Dass Koch aber seine Wurzeln tief im Westen hat, merkt man ihm weiterhin an. Bei seinem Wechsel von Köln nach Dresden versprach er, "ich bin Rheinländer und werde immer Rheinländer bleiben." Das wird wohl auch bei seiner neuen Aufgabe in der deutschen Hauptstadt so bleiben, nun aber mit zusätzlicher Prägung in Dresden, wo er "sich sehr zu Hause" gefühlt habe.

Das Erzbistum Berlin - das sind Citykirchen in einer gerade für junge Leute spannenden Metropole ebenso wie riesige Diasporagemeinden in Nordostdeutschland. Das heißt Caritas-Arbeit an der Basis zwischen Suppenküchen, Nachtasyl und Flüchtlingshilfe, das erfordert aber auch gelegentliche Präsenz in der "großen Politik".

Ein Gesicht in der Politik

Denn seit dem Umzug von Parlament und Regierung von Bonn nach Berlin vor 16 Jahren ist das noch recht junge Erzbistum - die Gründung erfolgte erst 1930 - von herausgehobener Bedeutung. Die Zahl kirchlicher Einrichtungen und Vertretungen wächst, nach wie vor. Und der Berliner Erzbischof ist eben auch derjenige, der bei vielen Gelegenheiten auf der politischen Bühne der deutschen Hauptstadt der Kirche ein Gesicht gibt.

So dürfte Koch mittelfristig auch Kandidat sein für das Kardinalsamt. Seinen Vorgänger, den gleichsam aus dem Erzbistum Köln stammenden Rainer Maria Woelki, berief Papst Franziskus während dessen drei Jahren in Berlin in sein engstes Beratergremium. Die letzten fünf Berliner Bischöfe vor Koch, von Döpfner bis Woelki, waren oder wurden allesamt Kardinäle.
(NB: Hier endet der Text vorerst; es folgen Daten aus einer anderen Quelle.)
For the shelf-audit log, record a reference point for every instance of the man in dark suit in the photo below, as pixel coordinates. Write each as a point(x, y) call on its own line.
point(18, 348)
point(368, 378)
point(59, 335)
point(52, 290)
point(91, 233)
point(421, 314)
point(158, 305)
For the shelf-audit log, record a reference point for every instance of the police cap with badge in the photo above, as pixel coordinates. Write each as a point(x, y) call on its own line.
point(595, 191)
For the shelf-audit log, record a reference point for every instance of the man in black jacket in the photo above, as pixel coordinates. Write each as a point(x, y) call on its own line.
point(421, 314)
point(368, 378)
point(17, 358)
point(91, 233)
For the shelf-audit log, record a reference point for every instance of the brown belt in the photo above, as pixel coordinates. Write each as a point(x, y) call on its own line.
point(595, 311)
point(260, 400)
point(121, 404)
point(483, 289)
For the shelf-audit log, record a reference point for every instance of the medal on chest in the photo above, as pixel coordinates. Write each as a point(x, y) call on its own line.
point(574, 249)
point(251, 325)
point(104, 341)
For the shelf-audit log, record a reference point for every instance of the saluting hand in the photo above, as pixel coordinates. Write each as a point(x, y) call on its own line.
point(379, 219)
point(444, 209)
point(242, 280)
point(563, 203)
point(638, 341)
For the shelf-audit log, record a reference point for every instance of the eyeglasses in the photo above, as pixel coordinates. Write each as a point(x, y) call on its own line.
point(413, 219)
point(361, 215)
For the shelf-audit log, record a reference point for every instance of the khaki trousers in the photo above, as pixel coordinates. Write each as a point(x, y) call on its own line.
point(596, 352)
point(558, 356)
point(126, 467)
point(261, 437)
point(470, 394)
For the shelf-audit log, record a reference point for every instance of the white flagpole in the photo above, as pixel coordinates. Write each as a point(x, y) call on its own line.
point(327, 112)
Koch wird bereits im Oktober an der mit Spannung erwarteten Familiensynode im Vatikan teilnehmen, zu der ihn die deutschen Bischöfe entsandt haben, schließlich leitet er die Kommission für Ehe und Familie der Bischofskonferenz. "Gottes Geist führt die Kirche, davon bin ich überzeugt", sagte er vor zwei Jahren bei seinem Amtsantritt in Dresden. "Wir wissen nicht, wohin er uns führt. Aber er führt uns." Im kircheninternen Ringen um das "wohin", das in den kommenden Monaten ansteht, wird Kochs Stimme als Erzbischof von Berlin wichtiger werden.